The mantra at the time was to ensure that every Namibian must see himself or herself in the Office of the Prime Minister.
Today, as a country, we find ourselves at an important juncture as result of the forthcoming Swapo Party congress, which in all likelihood will produce the next head of state.
Delegates to Congress must choose between an incumbent Vice President, who represents an inclusive Namibia and two other candidates, Pendukeni Iivula-Ithana and Jerry Ekandjo who should still reveal their inclusive souls to Namibians. These choices are not about anything else, but more about the survival of our republic through a transformative but sustainable agenda.

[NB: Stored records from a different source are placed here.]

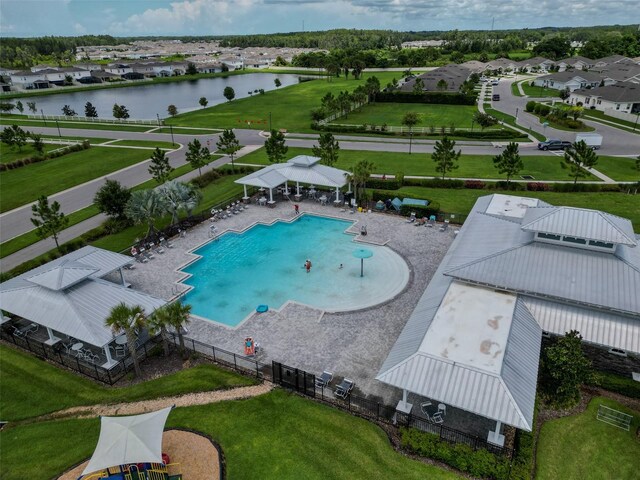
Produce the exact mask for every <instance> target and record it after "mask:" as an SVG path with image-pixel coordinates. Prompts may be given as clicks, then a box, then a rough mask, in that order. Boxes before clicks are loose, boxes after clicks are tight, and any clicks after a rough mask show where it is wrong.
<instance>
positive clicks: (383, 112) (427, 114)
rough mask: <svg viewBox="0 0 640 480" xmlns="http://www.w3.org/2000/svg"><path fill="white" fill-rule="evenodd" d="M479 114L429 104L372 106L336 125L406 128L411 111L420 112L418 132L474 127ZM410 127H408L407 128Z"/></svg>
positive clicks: (391, 104) (416, 128) (475, 107)
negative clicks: (447, 128)
mask: <svg viewBox="0 0 640 480" xmlns="http://www.w3.org/2000/svg"><path fill="white" fill-rule="evenodd" d="M476 111H477V108H476V107H475V106H470V105H425V104H420V103H414V104H406V103H370V104H368V105H365V106H364V107H362V109H361V110H360V111H357V112H352V113H350V114H349V115H347V116H346V117H340V118H338V119H336V120H334V121H333V122H332V123H346V124H354V125H362V124H365V123H367V124H370V125H371V124H373V125H383V124H387V125H392V126H394V127H401V126H402V118H403V117H404V115H405V114H406V113H407V112H416V113H417V114H418V118H419V119H420V123H419V124H418V125H416V126H415V127H414V131H416V132H419V131H421V129H427V131H428V127H429V126H434V127H436V129H437V128H440V127H447V128H448V127H450V126H452V125H454V126H455V127H457V128H471V120H472V119H473V114H474V113H475V112H476ZM405 128H406V127H405Z"/></svg>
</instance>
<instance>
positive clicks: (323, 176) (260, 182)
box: [236, 155, 350, 203]
mask: <svg viewBox="0 0 640 480" xmlns="http://www.w3.org/2000/svg"><path fill="white" fill-rule="evenodd" d="M319 162H320V158H319V157H310V156H308V155H298V156H297V157H293V158H292V159H290V160H289V161H287V162H286V163H274V164H272V165H269V166H268V167H265V168H263V169H261V170H258V171H257V172H253V173H251V174H249V175H247V176H245V177H242V178H240V179H238V180H236V183H239V184H241V185H243V186H244V198H245V199H247V198H248V194H247V185H250V186H253V187H258V188H265V189H269V203H273V202H274V200H273V189H274V188H277V187H279V186H280V185H284V186H285V191H288V190H289V188H288V182H295V183H296V195H300V184H301V183H302V184H309V185H322V186H325V187H330V188H335V189H336V199H338V198H339V195H340V188H341V187H344V186H345V185H346V184H347V183H348V182H349V181H348V175H350V172H347V171H346V170H340V169H339V168H334V167H328V166H327V165H322V164H321V163H319ZM349 190H350V189H349Z"/></svg>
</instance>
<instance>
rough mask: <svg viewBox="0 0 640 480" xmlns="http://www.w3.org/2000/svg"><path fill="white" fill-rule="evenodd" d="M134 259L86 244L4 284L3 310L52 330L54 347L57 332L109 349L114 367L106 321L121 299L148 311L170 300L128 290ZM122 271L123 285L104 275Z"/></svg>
mask: <svg viewBox="0 0 640 480" xmlns="http://www.w3.org/2000/svg"><path fill="white" fill-rule="evenodd" d="M129 263H131V257H127V256H126V255H121V254H119V253H115V252H110V251H108V250H102V249H100V248H96V247H91V246H86V247H83V248H81V249H79V250H76V251H75V252H71V253H69V254H67V255H64V256H63V257H60V258H58V259H56V260H53V261H51V262H49V263H47V264H45V265H42V266H40V267H37V268H35V269H33V270H31V271H29V272H26V273H23V274H22V275H19V276H17V277H14V278H12V279H10V280H7V281H6V282H3V283H1V284H0V309H2V310H3V311H5V312H8V313H10V314H12V315H15V316H18V317H21V318H24V319H26V320H29V321H31V322H33V323H36V324H38V325H41V326H43V327H45V328H46V329H47V333H48V335H49V339H48V340H47V341H46V342H45V343H47V344H48V345H53V344H55V343H57V342H58V341H60V338H59V337H57V336H56V332H57V333H59V334H63V335H66V336H67V337H73V338H75V339H77V340H79V341H82V342H86V343H88V344H90V345H94V346H96V347H99V348H102V349H104V352H105V356H106V359H107V362H106V363H105V365H104V366H105V367H106V368H109V367H111V366H113V365H115V364H116V363H117V362H116V361H114V360H113V359H112V357H111V353H110V350H109V346H110V344H111V343H112V342H113V341H114V340H115V336H114V334H113V332H112V331H111V329H110V328H109V327H107V326H106V325H105V319H106V318H107V317H108V316H109V315H110V312H111V309H112V308H113V307H115V306H116V305H118V304H120V303H125V304H127V305H130V306H134V305H140V306H142V307H143V308H144V311H145V314H147V315H149V314H151V313H152V312H153V311H154V310H156V309H157V308H160V307H161V306H163V305H164V304H165V303H166V301H165V300H163V299H160V298H157V297H153V296H151V295H148V294H146V293H143V292H139V291H135V290H132V289H131V288H127V287H128V285H127V284H126V282H125V280H124V275H123V272H122V268H123V267H124V266H125V265H127V264H129ZM116 271H119V273H120V280H121V282H120V284H117V283H114V282H111V281H108V280H105V279H103V277H105V276H106V275H108V274H109V273H112V272H116Z"/></svg>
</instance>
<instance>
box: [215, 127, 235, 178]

The idea here is not one of framing the Former Prime Minister as a candidate representing a faction in Namibia, least of all certain ethnic groups.
Hage Geingob has been gracious and guarded on ethnicity and tribal politics. As Prime Minster he never spoke about his role as a minority. In some instances, minorities have tended to see him as someone who did nothing for them because he had been boxed in by his status as an ethnic minority within Swapo.
I have always understood the Prime Minister’s calibrated, cautious and at times indifferent treatment of those who saw themselves as his most loyal ‘constituency’.
The former Prime Minister has always tried to acquit himself well with the role a national politician is to play in a diverse country. A national politician does not have a tribal constituency and does not speak to tribal quarrels.
A national politician believes in the constituency of his political party, which once in office compels him or her to speak and to serve all Namibians irrespective of their backgrounds. As he himself would always insist – ‘I am the Prime Minister of all Namibians and not here to serve a particular ethnic group’. It may sound naïve when some are doing exactly the opposite, but it is the right thing to do for a serious professional politician.
Even if he himself does not see it as such, the candidacy of Hage Geingob represents something that is invariably different. He could become the third President of the Republic, sitting below the portraits of Presidents Sam Nujoma and Hifikepunye Pohamba, who are both from the North. In light of this, it should be emphasized that Swapo is in the midst of a great experiment.
The Congress of 2004 saw three men from the same ethnic group contest the nomination. Today, there are three candidates – a woman and two men. Two represent the same regional and ethnic geography, while one is rooted in Swapo’s geography, but with a different ethnic background. It is why within Swapo, and importantly those on the margins of the party should see the Hage Geingob candidacy as inclusive, and the projection of cross-ethnic unity in a country that has been divided historically along racial and ethnic fault-lines.
Unfortunately, some within Swapo and the media will refuse to see this as an opportunity for us to start building a country for a different generation.
Ethnic luminaries will be caught up in the petty issues to digress from the more serious questions. They are stuck in the type of suits and shoes this or that politician wears conversations; the hotel room in which he or she sleeps could cost the state - without any substance to back their claims. They won’t be worried about the big picture, which implies looking at the fair and equal opportunity country that could emerge as a result of this or that candidate.
President Hifikepunye Pohamba, Nahas Angula and those who have informed that they will back Hage Geingob as Vice President of Swapo are on the verge of bringing this country together. They are on the verge of building the country of our dreams. This is an experiment that should not fail.
Alfredo Tjiurimo HENGARI is Head of the South African Foreign Policy and African Drivers Programme at the South African Institute of International Affairs, based at the University of the Witwatersrand, Johannesburg.